Katarzyna Kobylarczyk w swojej najnowszej książce opisuje jeden z najbardziej wstrząsających rozdziałów w najnowszej historii Hiszpanii, nadal pełen pytań pozostawionych bez odpowiedzi. Ana Belén była już dorosła, gdy dowiedziała się, że została adoptowana. Wiedzieli o tym wszyscy, znajomi, rodzina, sąsiedzi. Każdy, poza nią. Paco i Rafaela usłyszeli, że ich bliźniaki umarły. Jeden jeszcze w brzuchu matki, drugi zaraz po porodzie. Nigdy jednak nie zobaczyli swoich dzieci. Czy na pewno nie żyły? Inés dostała wytyczne od lekarza – musiała zacząć źle wyglądać, skarżyć się na mdłości, ukrywać przez pewien czas w domu. A potem telefon, że ma dla niej niespodziankę – dziewczynkę „maleńką, śliczną i do zabrania od razu” ze szpitala. Ale to tylko kilka takich historii, bo w całej książce pojawia się wielu skrzywdzonych bohaterów. Ich losy przeplatają się w niej z realiami panującymi w XX-wiecznej Hiszpanii, w czasach wojny domowej i reżimu, do którego doprowadziła. Obrazami przerażających zakładów dla kobiet, które zostały więźniami politycznymi, i ich nowo narodzonych dzieci oraz internatów, w których nawraca się dziewczyny, które zeszły na „złą drogę”.

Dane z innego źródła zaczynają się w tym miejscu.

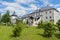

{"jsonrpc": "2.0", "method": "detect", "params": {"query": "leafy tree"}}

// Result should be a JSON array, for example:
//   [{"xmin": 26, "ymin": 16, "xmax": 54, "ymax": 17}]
[
  {"xmin": 0, "ymin": 13, "xmax": 1, "ymax": 23},
  {"xmin": 13, "ymin": 20, "xmax": 23, "ymax": 37},
  {"xmin": 57, "ymin": 20, "xmax": 60, "ymax": 34},
  {"xmin": 38, "ymin": 21, "xmax": 44, "ymax": 28},
  {"xmin": 44, "ymin": 21, "xmax": 55, "ymax": 37},
  {"xmin": 1, "ymin": 11, "xmax": 10, "ymax": 24}
]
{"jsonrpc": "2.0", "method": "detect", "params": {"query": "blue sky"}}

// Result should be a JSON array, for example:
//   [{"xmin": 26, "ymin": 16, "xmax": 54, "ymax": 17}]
[{"xmin": 0, "ymin": 0, "xmax": 60, "ymax": 15}]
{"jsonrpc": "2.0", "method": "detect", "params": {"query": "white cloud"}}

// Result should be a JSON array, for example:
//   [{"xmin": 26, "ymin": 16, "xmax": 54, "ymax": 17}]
[{"xmin": 15, "ymin": 0, "xmax": 34, "ymax": 3}]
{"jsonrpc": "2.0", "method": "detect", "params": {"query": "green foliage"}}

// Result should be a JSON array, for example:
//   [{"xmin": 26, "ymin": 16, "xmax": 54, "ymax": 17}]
[
  {"xmin": 13, "ymin": 20, "xmax": 23, "ymax": 37},
  {"xmin": 1, "ymin": 11, "xmax": 10, "ymax": 23},
  {"xmin": 0, "ymin": 13, "xmax": 1, "ymax": 23},
  {"xmin": 44, "ymin": 21, "xmax": 55, "ymax": 37},
  {"xmin": 56, "ymin": 20, "xmax": 60, "ymax": 34},
  {"xmin": 38, "ymin": 21, "xmax": 44, "ymax": 28}
]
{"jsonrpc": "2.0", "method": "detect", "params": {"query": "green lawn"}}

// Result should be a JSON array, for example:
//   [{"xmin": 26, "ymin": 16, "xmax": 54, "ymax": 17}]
[{"xmin": 0, "ymin": 25, "xmax": 60, "ymax": 40}]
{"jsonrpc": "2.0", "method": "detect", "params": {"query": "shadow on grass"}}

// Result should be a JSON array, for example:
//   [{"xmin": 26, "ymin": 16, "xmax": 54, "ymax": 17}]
[
  {"xmin": 37, "ymin": 33, "xmax": 51, "ymax": 38},
  {"xmin": 55, "ymin": 34, "xmax": 60, "ymax": 39}
]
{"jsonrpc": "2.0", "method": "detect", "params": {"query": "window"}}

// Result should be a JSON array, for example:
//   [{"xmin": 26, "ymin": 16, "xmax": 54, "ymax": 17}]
[{"xmin": 46, "ymin": 17, "xmax": 47, "ymax": 19}]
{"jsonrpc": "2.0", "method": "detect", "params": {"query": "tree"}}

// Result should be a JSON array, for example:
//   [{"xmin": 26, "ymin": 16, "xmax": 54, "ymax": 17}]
[
  {"xmin": 57, "ymin": 20, "xmax": 60, "ymax": 34},
  {"xmin": 13, "ymin": 20, "xmax": 23, "ymax": 37},
  {"xmin": 38, "ymin": 21, "xmax": 44, "ymax": 28},
  {"xmin": 44, "ymin": 21, "xmax": 55, "ymax": 37},
  {"xmin": 1, "ymin": 11, "xmax": 10, "ymax": 24},
  {"xmin": 0, "ymin": 13, "xmax": 1, "ymax": 23}
]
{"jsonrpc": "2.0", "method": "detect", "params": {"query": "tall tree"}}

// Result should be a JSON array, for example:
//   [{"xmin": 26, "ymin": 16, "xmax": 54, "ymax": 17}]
[
  {"xmin": 0, "ymin": 13, "xmax": 1, "ymax": 23},
  {"xmin": 1, "ymin": 10, "xmax": 10, "ymax": 23},
  {"xmin": 38, "ymin": 21, "xmax": 44, "ymax": 28}
]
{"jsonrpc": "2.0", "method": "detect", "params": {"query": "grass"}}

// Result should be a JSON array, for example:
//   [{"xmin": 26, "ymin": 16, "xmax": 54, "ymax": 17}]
[{"xmin": 0, "ymin": 25, "xmax": 60, "ymax": 40}]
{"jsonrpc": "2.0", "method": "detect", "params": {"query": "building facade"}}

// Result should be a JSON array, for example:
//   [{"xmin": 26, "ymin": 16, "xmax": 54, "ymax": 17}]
[{"xmin": 23, "ymin": 7, "xmax": 59, "ymax": 26}]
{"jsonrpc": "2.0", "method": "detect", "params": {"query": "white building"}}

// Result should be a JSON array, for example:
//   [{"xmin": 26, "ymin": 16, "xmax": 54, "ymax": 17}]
[{"xmin": 23, "ymin": 7, "xmax": 59, "ymax": 26}]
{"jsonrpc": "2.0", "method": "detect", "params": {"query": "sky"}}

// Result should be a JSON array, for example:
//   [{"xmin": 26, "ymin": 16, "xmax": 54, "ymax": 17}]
[{"xmin": 0, "ymin": 0, "xmax": 60, "ymax": 16}]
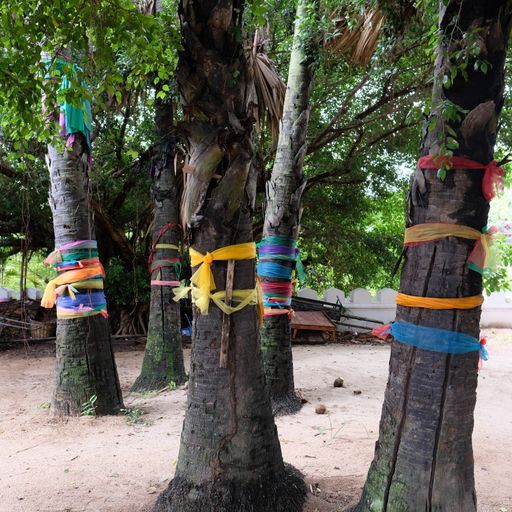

„Ciałko. Hiszpania kradnie swoje dzieci”, to książka przede wszystkim o kobietach. O kobietach, które w patriarchalnej i frankistowskiej Hiszpanii pozbawione zostały jakichkolwiek praw. O kobietach, które w późniejszej, już nie frankistowskiej, ale wciąż patriarchalnej i ultrakatolickiej Hiszpanii, łatwo mogły zostać oszukane i wykorzystane. O niezamężnych ciężarnych, które nazywano dziwkami i zmuszano do adopcji, by oczyścić ich dzieci z grzechu. A także o ich dzieciach, które po latach dowiadywały się, że zostały kupione przez adopcyjnych rodziców. O „fałszywych dzieciach”, w których dokumentach nie było śladów o adopcji, ale też „ukradzionych dzieciach”, których biologicznym matkom powiedziano, że zmarły po porodzie i nigdy nie pokazano ciałka. O niesprawiedliwości społecznej, bezsilności, wykorzystaniu i bezkarności oprawców.
Katarzyna Kobylarczyk ma już na swoim koncie kilka reportaży dotyczących Hiszpanii, m.in. „Pył z landrynek. Hiszpańskie fiesty”. Chociaż jestem fanką jej twórczości, to przyznaję, że lektura tego reportażu wstrząsnęła mną dogłębnie.”Ciałko. Hiszpania kradnie swoje dzieci” to trudna i poruszająca lektura, ale z drugiej strony nie da się od niej oderwać. Dawno nie czytałam tak dobrego reportażu.